Currently, the mechanism(s) responsible for the regulation of urea transporter B (UT-B) expression levels in the epithelium of the rumen remain unclear. We hypothesized that rumen fermentation products affect ruminal UT-B expression. Therefore, the effects of short-chain fatty acids (SCFA), pH, ammonia, and urea on mRNA and protein levels of UT-B were assayed in primary rumen epithelial cell cultures and in rumen epithelium obtained from intact goats. In vitro, SCFA and acidic pH were found to synergetically stimulate both mRNA and protein expression of UT-B, whereas NH4Cl decreased mRNA and protein levels of UT-B at pH 6.8. Treatment with urea increased both levels at pH 7.4. When goats received a diet rich in nitrogen (N) and nonfiber carbohydrates (NFC), their rumen epithelium had higher levels of UT-B, and the rumen contained higher concentrations of SCFA and NH3-N with a lower pH. An increase in plasma urea-N concentration was also observed compared with the plasma of the goats that received a diet low in N and NFC. In a second feeding trial, goats that received a NFC-rich, but isonitrogenous, diet had higher mRNA and protein levels of UT-B, and higher levels of G protein-coupled receptor (GPR) 41 and GPR4, in their rumen epithelium. The ruminal concentrations of SCFA and NH3-N also increased, while a lower pH was detected. In contrast, the serum urea-N concentrations remained unchanged. These data indicate that ruminal SCFA and pH are key factors, via GPR4 and GPR41, in the dietary regulation of UT-B expression, and they have priority over changes in plasma urea.

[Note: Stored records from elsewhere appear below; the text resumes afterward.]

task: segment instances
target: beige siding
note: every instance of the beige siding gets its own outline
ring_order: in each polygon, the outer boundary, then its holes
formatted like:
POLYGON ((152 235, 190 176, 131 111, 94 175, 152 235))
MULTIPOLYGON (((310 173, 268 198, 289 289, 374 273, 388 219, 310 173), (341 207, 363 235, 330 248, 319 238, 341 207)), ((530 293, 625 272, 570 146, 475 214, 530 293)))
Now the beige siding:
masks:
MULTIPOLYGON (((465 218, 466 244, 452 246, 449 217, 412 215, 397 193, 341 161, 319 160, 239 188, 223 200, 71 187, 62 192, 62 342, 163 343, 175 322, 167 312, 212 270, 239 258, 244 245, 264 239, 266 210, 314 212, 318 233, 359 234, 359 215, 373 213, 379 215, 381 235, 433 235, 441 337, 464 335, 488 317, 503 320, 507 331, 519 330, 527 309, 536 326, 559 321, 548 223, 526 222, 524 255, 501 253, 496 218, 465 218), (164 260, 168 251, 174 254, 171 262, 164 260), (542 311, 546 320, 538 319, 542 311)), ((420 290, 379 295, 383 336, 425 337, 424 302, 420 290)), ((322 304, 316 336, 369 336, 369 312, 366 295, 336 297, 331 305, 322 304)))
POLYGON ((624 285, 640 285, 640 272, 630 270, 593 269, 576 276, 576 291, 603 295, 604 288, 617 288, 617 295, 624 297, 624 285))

Increased papillae growth and enhanced short-chain fatty acid absorption in the rumen of goats are associated with transient increases in cyclin D1 expression after ruminal butyrate infusion.

We tested the hypothesis that the proliferative effects of intraruminal butyrate infusions on the ruminal epithelium are linked to upregulation in cyclin D1 (CCND1), the cyclin-dependent kinase 4 (CDK4), and their possible association with enhanced absorption of short-chain fatty acids (SCFA). Goats (n=23) in 2 experiments (Exp.) were fed 200 g/d concentrate and hay ad libitum. In Exp. 1, goats received an intraruminal infusion of sodium butyrate at 0.3 (group B, n=8) or 0 (group C, n=7) g/kg of body weight (BW) per day before morning feeding for 28 d and were slaughtered 8 h after the butyrate infusion. In Exp. 2, goats (n=8) received butyrate infusion and feeding as in Exp. 1. On d 28, epithelial samples were biopsied from the antrium ruminis at 0, 3, and 7 h after the last butyrate infusion. In Exp. 1, the ruminal molar proportional concentration of butyrate increased in group B by about 110% after butyrate infusion and remained elevated for 1.5 h; thereafter, it gradually returned to the baseline (preinfusion) level. In group C, the molar proportional concentration of butyrate was unchanged over the time points. The length and width of papillae increased in B compared with C; this was associated with increased numbers of cells and cell layers in the epithelial strata and an increase in the surface area of 82%. The mRNA expression of CCND1 increased transiently at 3 h but returned to the preinfusion level at 7 h following butyrate infusion in Exp. 2. However, it did not differ between B and C in Exp. 1, in which the ruminal epithelium was sampled at 8 h after butyrate infusion. The mRNA expression of the monocarboxylate transporter MCT4, but not MCT1, was stably upregulated in B compared with C. The estimated absorption rate of total SCFA (%/h) increased in B compared with C. We conclude that transient increases in cyclin D1 transcription contribute to butyrate-induced papillae growth and subsequently to the increased absorption of SCFA in the ruminal epithelium of goats.